Tamsin Greig heads a strong cast in this stage-musical version of Spanish director Pedro Almodovar’s Oscar-winning film Women On The Verge of A Nervous Breakdown. See what we thought in our Theatre Review!
Set in Madrid in 1987 while Spain was still basking in the joy of post-Franco freedoms, Greig plays Pepa Marcos, a successful actress who earns her considerable income from TV commercials and from dubbing foreign films. Her life begins to unravel when her long-time partner, Ivan, also an actor, cruelly dumps her with a message left on her answering machine.
As events spiral out of control and she heads towards the nervous breakdown of the title, she encounters Lucia, brilliantly played by Haydn Gwynne as a cross between Cruella de Ville and Norma Desmond. Lucia, who remains Ivan’s wife despite more than 20 years of separation, isn’t so much heading towards a nervous breakdown as heading towards total meltdown, having previously spent many years in a psychiatric hospital. She is suing Ivan for damages assisted by her fiery feminist lawyer Paulina, who turns out to be the latest object of Ivan’s lust, and the reason why he dumped Pepa.
In a fabulous courtroom performance, Lucia poignantly explains that she is not looking for financial compensation from Ivan, but to have her lost years returned to her. Lucia frantically semaphores her meltdown through her wardrobe, flaunting key items from her lost decade – the 1960s – with a pink Jackie O-style coat and white boots.
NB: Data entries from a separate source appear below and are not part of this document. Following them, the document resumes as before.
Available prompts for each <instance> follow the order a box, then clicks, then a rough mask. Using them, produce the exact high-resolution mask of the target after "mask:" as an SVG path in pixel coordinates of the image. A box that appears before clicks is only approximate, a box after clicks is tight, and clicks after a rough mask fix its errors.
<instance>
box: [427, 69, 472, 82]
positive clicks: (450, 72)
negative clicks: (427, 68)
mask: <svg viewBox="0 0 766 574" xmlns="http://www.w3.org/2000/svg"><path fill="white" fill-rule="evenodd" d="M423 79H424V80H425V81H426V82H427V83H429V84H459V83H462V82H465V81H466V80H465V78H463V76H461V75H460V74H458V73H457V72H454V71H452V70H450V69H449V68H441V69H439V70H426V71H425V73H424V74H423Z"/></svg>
Meanwhile Lucia’s son (and Ivan’s, of course) Carlos (Haydn Oakley) and his uptight fiancee, Marisa (Seline Hizli) go house-hunting and turn up at Pepa’s apartment in the hope of buying it. Further complications arise when Pepa’s friend, the model Candela (Anna Skellern) gets involved with terrorist Malik (Nuno Quiemado) and tries to take refuge from the police in her friend’s apartment.
The Sondheimesque music and lyrics by David Yazbek, are all performed with great energy and pzazz by this multi-talented cast, and while you won’t go home humming the tunes, you will love them for the way they lift the story re-created for the stage by Jeffrey Lane.